For long-term studies, CRISPR/Cas9-mediated gene editing may provide more stable and complete loss of TEDDM1 expression compared to transient siRNA approaches.

What are the challenges in developing specific antibodies against TEDDM1?

Developing specific antibodies against transmembrane proteins like TEDDM1 presents several technical challenges:

• Antigen design considerations:

  • Hydrophobic transmembrane regions are poor immunogens

  • Extracellular/luminal loops or N/C-terminal domains are preferred epitope targets

  • Synthetic peptides corresponding to hydrophilic regions can be used

  • Recombinant fragments expressing extracellular domains may generate more specific antibodies

• Production strategies:

  • Monoclonal antibodies offer higher specificity but require screening numerous hybridoma clones

  • Polyclonal antibodies may recognize multiple epitopes but risk cross-reactivity with related proteins

  • Recombinant antibody technologies (phage display, yeast display) can be used to develop antibodies against conserved or weakly immunogenic regions

• Validation requirements:

  • Western blotting against recombinant protein and tissue lysates

  • Immunoprecipitation to confirm native protein recognition

  • Immunohistochemistry/immunofluorescence with appropriate controls

  • Testing in TEDDM1 knockout or knockdown samples

• Common pitfalls:

  • Cross-reactivity with other TMEM family members

  • Epitope masking due to protein-protein interactions or post-translational modifications

  • Fixation-sensitive epitopes in imaging applications

  • Batch-to-batch variability with polyclonal antibodies

Development of well-validated antibodies is critical for advancing TEDDM1 research, particularly for studies of protein localization, expression patterns, and protein-protein interactions.

How can researchers analyze TEDDM1 expression data from large-scale transcriptomic studies?

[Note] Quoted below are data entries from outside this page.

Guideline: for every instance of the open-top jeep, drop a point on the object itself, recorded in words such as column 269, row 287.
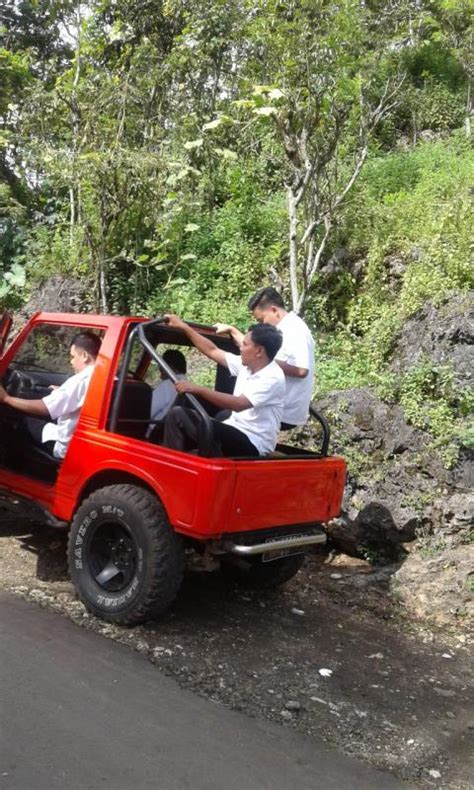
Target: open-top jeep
column 135, row 507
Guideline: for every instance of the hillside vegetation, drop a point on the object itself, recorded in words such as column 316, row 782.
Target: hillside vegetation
column 160, row 152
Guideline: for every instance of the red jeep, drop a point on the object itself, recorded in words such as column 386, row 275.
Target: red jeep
column 134, row 507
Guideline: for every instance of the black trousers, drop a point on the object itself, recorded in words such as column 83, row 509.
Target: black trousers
column 182, row 428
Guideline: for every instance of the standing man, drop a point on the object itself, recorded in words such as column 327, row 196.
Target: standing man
column 63, row 404
column 256, row 404
column 296, row 356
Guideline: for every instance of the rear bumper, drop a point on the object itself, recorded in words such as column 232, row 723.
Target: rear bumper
column 300, row 539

Analysis of TEDDM1 expression from transcriptomic datasets requires careful bioinformatic approaches:

• Data normalization strategies:

  • Consider tissue-specific normalization methods as TEDDM1 shows differential expression across tissues

  • Account for batch effects in meta-analyses across multiple datasets

  • Apply appropriate transformation methods (log2, quantile normalization) based on data distribution

• Expression analysis workflow:

  • Identify TEDDM1 transcripts using current gene annotations (Ensembl, NCBI)

  • Examine tissue-specific expression patterns and compare with established profiles

  • Investigate co-expressed genes for functional network analysis

  • Apply dimensionality reduction techniques like those mentioned in search result to identify expression patterns across large datasets

• Differential expression analysis:

  • Compare TEDDM1 expression across developmental stages, disease states, or experimental conditions

  • Calculate statistical significance using appropriate tests (t-test, ANOVA, DESeq2, edgeR)

  • Control for multiple testing using FDR or Bonferroni correction

• Visualization approaches:

  • Generate heatmaps of TEDDM1 expression across tissues/conditions

  • Create box plots or violin plots to show expression distribution

  • Use dimensionality reduction visualization (PCA, t-SNE, UMAP) to place TEDDM1 in broader expression contexts

When analyzing single-cell RNA-seq data, researchers should be aware of potential dropout effects that may affect detection of moderately expressed genes like TEDDM1 in specific cell types.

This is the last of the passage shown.